So what you can see from the above example is a pulsing action when messages sort of get pulled through in pairs (the current high watermark) once 2 slow writes have occurred. This is due to the way that the backpressure gets released and the buffers fully empty before fully filling up again. Obviously this gets more complex if you have transformers that are also slow but you will always see messages flowing through the buffers in pairs (when all the streams high watermarks are set to 2).

Some demos

Firstly I'd like to introduce you to the repo that contains the examples. You can see there are a number or index files each one is designed to be run with node indexFileName.js and will give a coloured output to the terminal.

https://github.com/DamianStanger/streams101

I aim to produce and demo some simple code that you can then play with, change the high watermark settings and the numbers of messages with a view to allowing you to gain a better understanding of how streams work yourselves.

Object mode

First a quick note that all the examples given below use streams in object mode. This is because in my case I'm investigating how I can get more performance out of my streams when pulling messages off an SQS queue. So to use object mode makes sense but all the concepts will be similar if you're dealing with chunked streams. The exception here is writing in an asynchronous manner, for example you would not want to write multiple chunks to a file stream asynchronously as your chunks would get all mixed up in the resultant file.

Demo - Fast reading, fast writing

Execute: node 01_indexSync.js
Example results: ./results/01_indexSync.log

The firstly simple demo that shows what happens when the reader and the writer are not IO bound, they are totally synchronous and there are no callbacks or promises involved. The results can be seen in indexSync.log.

Even though the high watermark is set to 2 in each stream there is only ever one message in any of the streams at once. This is because the processing of the message within each stream is CPU bound and so gives the event loop no time to do some other work, including pulling the next message into a buffer.

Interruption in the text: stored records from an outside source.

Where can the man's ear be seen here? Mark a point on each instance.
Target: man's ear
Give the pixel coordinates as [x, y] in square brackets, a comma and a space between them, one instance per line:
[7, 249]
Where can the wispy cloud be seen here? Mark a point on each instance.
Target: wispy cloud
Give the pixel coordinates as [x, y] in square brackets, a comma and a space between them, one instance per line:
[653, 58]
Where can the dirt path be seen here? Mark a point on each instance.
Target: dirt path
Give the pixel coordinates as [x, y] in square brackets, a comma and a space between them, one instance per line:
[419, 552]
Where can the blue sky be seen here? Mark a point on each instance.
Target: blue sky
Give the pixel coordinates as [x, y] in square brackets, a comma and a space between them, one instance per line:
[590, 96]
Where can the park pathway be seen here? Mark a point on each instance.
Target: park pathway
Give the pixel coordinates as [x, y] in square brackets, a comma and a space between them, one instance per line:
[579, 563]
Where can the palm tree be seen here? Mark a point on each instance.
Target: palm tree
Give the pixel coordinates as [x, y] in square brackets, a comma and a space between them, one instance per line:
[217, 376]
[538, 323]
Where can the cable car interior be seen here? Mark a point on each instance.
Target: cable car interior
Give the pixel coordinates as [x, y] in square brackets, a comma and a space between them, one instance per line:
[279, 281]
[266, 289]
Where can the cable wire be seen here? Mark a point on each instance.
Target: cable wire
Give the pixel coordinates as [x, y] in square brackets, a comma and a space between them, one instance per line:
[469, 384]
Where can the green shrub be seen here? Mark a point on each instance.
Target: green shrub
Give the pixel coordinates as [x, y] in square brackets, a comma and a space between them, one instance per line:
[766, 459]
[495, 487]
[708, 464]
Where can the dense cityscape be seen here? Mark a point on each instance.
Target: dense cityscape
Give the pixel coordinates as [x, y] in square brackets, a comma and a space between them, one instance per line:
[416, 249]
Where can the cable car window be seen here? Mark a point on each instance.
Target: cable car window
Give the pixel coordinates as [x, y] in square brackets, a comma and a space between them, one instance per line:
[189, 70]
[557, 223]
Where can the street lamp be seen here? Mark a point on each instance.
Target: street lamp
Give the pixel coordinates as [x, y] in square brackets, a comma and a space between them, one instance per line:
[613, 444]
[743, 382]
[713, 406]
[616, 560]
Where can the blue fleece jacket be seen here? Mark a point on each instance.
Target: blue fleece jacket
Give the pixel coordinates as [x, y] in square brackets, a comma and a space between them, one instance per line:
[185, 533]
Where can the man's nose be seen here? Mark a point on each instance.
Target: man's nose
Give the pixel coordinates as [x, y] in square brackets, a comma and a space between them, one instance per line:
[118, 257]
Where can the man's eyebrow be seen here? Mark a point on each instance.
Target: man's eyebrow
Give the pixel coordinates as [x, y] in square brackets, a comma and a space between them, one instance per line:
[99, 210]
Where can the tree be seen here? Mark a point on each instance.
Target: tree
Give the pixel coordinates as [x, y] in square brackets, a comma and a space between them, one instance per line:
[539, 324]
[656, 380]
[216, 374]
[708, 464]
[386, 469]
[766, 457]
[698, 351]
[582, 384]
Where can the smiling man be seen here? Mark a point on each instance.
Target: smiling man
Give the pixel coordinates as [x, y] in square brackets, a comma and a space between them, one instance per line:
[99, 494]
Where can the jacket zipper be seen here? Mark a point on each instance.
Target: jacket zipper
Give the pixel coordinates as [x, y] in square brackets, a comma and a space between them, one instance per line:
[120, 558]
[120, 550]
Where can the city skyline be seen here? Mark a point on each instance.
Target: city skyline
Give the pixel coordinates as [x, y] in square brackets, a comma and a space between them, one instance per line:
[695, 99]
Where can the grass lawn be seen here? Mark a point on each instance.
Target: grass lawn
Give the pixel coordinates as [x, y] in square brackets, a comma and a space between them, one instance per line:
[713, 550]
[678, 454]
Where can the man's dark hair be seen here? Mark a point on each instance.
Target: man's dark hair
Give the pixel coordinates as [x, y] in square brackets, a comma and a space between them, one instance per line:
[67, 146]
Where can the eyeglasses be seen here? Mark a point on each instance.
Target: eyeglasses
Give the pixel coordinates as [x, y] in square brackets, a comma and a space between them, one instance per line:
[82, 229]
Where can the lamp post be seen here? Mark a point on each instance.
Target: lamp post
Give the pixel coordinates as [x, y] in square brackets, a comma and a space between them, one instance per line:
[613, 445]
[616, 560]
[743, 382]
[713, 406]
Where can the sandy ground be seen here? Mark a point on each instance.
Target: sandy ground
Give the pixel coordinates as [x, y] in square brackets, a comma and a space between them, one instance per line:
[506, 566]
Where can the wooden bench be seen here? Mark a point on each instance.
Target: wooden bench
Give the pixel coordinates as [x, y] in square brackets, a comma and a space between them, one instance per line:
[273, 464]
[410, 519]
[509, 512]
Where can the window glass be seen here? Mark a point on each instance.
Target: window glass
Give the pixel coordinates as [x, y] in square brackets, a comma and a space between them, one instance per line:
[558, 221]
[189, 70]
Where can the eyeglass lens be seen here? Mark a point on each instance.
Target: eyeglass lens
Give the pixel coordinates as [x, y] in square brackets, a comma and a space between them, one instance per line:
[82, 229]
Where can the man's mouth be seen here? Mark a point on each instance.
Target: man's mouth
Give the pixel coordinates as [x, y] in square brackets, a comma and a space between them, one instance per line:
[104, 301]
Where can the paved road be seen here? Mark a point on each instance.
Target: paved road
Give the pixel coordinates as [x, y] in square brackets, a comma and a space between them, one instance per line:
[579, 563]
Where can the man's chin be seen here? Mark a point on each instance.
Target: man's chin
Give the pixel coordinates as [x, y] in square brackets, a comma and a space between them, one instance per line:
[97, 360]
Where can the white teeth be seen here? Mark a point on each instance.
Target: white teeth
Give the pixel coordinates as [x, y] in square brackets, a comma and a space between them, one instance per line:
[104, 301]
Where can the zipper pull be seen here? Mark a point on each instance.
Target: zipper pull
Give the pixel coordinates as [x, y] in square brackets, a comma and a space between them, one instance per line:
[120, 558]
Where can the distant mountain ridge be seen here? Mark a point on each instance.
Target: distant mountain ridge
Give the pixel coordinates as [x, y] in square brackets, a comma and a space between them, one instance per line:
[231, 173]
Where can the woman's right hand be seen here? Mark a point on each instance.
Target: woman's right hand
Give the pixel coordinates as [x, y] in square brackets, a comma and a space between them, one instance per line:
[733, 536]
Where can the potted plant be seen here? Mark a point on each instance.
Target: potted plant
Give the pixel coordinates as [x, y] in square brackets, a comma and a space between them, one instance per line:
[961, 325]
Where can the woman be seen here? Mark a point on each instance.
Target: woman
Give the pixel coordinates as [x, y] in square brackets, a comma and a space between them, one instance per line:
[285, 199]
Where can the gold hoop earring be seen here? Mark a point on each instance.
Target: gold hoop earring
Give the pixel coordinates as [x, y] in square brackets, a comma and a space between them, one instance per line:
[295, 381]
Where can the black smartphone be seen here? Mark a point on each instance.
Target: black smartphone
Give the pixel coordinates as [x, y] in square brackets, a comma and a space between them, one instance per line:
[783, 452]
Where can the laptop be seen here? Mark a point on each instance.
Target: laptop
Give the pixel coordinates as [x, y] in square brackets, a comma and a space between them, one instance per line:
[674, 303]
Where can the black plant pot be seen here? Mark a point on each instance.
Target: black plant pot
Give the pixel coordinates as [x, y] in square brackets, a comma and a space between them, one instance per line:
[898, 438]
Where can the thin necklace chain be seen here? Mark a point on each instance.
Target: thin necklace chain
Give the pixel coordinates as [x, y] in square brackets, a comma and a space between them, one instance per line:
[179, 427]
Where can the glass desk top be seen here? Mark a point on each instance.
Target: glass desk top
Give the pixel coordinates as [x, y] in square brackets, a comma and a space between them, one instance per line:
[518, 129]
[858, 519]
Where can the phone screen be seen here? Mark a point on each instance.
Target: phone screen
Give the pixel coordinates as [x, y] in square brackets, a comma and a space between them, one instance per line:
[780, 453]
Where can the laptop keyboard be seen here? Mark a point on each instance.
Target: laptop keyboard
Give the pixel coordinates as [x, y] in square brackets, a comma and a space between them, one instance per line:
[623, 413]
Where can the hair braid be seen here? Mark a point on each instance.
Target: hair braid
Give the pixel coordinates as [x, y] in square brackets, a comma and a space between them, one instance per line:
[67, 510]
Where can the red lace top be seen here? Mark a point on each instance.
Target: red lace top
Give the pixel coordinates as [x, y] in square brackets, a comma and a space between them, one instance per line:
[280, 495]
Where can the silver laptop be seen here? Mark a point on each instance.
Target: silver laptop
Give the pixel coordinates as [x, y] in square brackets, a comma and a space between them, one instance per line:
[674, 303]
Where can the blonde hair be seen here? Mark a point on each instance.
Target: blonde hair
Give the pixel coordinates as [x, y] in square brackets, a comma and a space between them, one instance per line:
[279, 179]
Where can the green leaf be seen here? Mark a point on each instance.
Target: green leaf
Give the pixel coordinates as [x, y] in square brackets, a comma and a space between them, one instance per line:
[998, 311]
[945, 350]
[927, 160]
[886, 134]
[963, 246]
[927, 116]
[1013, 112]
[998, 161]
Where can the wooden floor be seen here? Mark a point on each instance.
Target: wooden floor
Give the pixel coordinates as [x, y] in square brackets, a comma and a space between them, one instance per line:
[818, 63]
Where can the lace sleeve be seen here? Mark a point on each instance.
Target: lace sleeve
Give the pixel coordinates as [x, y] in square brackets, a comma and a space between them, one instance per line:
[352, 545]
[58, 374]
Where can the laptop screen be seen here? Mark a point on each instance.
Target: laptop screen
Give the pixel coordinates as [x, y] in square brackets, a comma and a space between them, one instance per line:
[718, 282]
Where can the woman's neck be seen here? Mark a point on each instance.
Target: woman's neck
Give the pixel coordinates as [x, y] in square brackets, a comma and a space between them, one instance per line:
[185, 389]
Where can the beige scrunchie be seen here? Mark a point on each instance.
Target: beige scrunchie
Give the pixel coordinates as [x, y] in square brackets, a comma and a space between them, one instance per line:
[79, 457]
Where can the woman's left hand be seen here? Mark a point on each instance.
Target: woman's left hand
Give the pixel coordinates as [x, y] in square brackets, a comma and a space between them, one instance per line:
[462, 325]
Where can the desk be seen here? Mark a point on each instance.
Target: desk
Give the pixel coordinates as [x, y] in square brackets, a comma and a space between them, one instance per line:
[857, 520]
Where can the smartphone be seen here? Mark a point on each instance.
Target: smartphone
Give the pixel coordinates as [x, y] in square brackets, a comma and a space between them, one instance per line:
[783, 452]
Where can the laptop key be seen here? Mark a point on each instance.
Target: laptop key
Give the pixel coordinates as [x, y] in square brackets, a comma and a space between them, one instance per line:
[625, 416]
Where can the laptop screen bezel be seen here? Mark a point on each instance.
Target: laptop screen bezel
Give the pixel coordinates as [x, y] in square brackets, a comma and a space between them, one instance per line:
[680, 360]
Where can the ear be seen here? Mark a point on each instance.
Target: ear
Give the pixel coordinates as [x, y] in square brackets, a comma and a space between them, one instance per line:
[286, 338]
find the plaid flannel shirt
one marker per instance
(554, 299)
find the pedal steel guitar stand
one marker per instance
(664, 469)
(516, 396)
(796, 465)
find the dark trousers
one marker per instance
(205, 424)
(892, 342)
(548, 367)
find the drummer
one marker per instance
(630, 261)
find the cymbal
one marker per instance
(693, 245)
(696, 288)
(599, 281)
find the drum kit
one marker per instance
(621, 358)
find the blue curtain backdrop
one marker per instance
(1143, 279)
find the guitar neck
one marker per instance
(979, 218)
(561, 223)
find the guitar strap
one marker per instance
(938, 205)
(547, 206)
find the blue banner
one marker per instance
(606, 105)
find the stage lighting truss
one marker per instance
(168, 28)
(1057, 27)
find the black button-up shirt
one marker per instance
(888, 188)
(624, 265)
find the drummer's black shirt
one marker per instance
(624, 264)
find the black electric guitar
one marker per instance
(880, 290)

Notice that it’s the reader that ends the process by sending a null message through the system when it is finished the set number of reads. If you were to comment the push(null) statement out, then the transform and write streams will not know when to finish and so wont execute the _final method.

Demo - Back pressure

Execute: node 02_indexBackPressure.js
Example results: ./results/02_indexBackPressure.log

Here the writer has not been wired into the pipe and so this gives the opportunity to see what occurs when the reader reads until all the buffers are full. The high watermark is set to 5 for each stream so you can see that 15 messages are read, 5 of which are transformed to fill the write buffer of the transform stream. 5 will be stuck in the read buffer of the transform stream and 5 will be in the outgoing buffer of the read stream. At this point all the streams are paused and since there is no writer to trigger a drain then there are no more callbacks to process and the process ends.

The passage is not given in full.